Thomas Köner's Tiento de las Nieves introduced us to the concept of the “tiento,” which refers to a kind of free-form keyboard-based music originating out of Spain in the 15th and 16th centuries. It turns out that that 2014 release was, in fact, the first chapter in a trilogy of releases, with the now-available Tiento de la Luz and upcoming Tiento de la Oscuridad the project's other parts. Some degree of overlap is present between the first two chapters as Köner's live electronic treatments are again joined by Ivana Neimarevic's piano playing, but there's a significant difference, too. While Köner also contributes percussion to the middle release, it's Srdjan Stanic's viola da gamba playing that adds a vibrant extra dimension to the material.

In liner notes to the release, Köner reasons towards some specious conclusions, “Music does not exist” the most puzzling of all. One does hit home, however, namely his comments about tone colour and resonance. A metaphor illustrates his thinking on the subject: when a mother reads a fairy tale to her child, the child does hear the words she's saying but detects even more powerfully the mother's “I love you” in her voice. Sound, manifesting itself as tone colour, has the potential to be as resonant when it achieves a meaningfulness that goes beyond physical properties of pitch and dynamics. That's presumably one goal Köner's aspiring to achieve in this three-part project.

In the scene-setting “Tiento de la Luz 1” (all six tracks are similarly titled), sparsely distributed piano chords are accompanied by equally sparse accents of vibes and electronics, the sum-total of which creates the impression of both stasis and development.
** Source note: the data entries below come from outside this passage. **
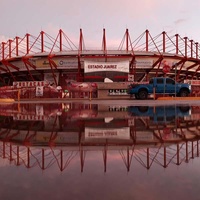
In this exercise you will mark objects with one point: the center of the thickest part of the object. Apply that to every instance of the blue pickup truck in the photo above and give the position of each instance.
(159, 85)
(160, 114)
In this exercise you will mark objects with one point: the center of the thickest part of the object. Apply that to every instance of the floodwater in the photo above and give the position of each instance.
(99, 151)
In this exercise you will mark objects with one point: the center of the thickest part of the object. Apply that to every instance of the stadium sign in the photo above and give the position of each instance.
(106, 66)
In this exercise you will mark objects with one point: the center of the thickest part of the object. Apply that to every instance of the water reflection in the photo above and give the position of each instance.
(46, 135)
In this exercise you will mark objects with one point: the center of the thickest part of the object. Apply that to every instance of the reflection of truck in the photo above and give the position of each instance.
(159, 114)
(159, 85)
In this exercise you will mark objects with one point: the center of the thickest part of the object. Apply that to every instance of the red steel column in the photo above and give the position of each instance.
(147, 40)
(81, 41)
(27, 43)
(191, 43)
(197, 52)
(17, 46)
(164, 34)
(10, 51)
(3, 50)
(185, 38)
(60, 33)
(104, 41)
(176, 43)
(127, 38)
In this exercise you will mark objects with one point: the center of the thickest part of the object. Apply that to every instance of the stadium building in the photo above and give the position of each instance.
(58, 61)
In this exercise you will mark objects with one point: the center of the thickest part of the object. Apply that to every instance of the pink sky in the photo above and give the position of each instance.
(18, 17)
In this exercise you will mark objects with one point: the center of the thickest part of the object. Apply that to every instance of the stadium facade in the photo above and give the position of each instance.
(58, 60)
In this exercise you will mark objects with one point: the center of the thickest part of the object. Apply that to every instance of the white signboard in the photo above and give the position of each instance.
(106, 66)
(144, 63)
(95, 133)
(19, 84)
(39, 91)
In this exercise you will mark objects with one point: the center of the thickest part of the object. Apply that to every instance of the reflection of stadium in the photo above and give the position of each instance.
(58, 60)
(46, 135)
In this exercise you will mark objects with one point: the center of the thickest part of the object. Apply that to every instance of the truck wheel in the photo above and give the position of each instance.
(183, 93)
(142, 94)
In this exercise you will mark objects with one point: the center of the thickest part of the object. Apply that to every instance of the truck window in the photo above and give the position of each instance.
(170, 81)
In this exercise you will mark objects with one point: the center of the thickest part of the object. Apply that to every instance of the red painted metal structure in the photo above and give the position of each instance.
(183, 51)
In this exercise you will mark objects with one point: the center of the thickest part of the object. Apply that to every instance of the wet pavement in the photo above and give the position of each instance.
(96, 149)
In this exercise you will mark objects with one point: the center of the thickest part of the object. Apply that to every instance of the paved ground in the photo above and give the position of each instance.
(186, 101)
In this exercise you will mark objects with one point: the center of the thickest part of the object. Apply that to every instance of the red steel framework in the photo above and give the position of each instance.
(46, 157)
(159, 47)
Dark, industrial sonorities flood the humid spaces of the second and third settings, after which Stanic's playing deepens the creeping rumble and smolder of “Tiento de la Luz 4.” The bright punctuations of the piano and vibes alleviate the material's occasional gloom, and the fifth track even augments the album's established sound palette with dense layers of muffled horn and synthesizer textures.
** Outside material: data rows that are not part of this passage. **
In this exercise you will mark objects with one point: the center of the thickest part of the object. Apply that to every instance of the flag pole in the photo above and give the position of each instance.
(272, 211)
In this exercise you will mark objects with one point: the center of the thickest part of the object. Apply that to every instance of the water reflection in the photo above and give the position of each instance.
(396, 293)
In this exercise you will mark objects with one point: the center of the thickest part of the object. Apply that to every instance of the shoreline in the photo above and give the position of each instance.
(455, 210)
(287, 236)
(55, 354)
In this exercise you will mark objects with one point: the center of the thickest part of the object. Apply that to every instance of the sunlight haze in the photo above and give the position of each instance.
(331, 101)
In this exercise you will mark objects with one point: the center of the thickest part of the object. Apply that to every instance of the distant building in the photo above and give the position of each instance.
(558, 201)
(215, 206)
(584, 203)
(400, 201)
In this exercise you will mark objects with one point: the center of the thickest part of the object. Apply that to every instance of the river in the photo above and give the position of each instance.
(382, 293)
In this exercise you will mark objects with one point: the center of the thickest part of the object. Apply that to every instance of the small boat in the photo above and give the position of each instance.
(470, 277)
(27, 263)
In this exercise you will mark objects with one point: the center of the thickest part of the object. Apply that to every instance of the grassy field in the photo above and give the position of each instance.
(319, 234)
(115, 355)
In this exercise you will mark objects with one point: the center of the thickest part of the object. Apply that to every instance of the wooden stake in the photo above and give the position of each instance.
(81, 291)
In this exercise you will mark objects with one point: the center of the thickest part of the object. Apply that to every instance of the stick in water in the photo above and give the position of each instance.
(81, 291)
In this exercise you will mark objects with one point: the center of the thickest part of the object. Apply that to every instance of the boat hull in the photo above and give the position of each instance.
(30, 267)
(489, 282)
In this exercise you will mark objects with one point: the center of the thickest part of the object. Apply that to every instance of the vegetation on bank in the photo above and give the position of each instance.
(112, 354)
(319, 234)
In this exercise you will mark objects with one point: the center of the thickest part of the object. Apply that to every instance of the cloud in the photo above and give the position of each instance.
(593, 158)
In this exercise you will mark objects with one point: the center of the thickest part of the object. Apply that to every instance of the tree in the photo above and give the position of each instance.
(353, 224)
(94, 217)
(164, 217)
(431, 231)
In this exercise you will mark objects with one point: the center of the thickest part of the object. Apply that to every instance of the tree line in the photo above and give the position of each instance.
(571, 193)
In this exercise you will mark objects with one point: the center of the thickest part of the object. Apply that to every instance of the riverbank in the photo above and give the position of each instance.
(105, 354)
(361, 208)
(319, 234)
The recording obviously features a far more luscious sound palette than one generally associates with Köner, but it's hardly unwelcome or unappealing. If the first chapter invited comparison to an ambient classic such as Ambient 2 (The Plateaux of Mirror), Harold Budd's famous collaboration with Eno, the second chapter distances itself from any such association for being so expansive in its sound design. Yes, the music still drifts in a glacial manner emblematic of ambient music, but Tiento de la Luz also unfolds with an instrumental depth that invites comparison to Gavin Bryars' Jesus Blood Never Failed Me Yet (with the tramp's vocal stripped out) or a dark ambient collection by Paul Schutze from the mid-‘90s such as Surgery of Touch or The Rapture of Metals.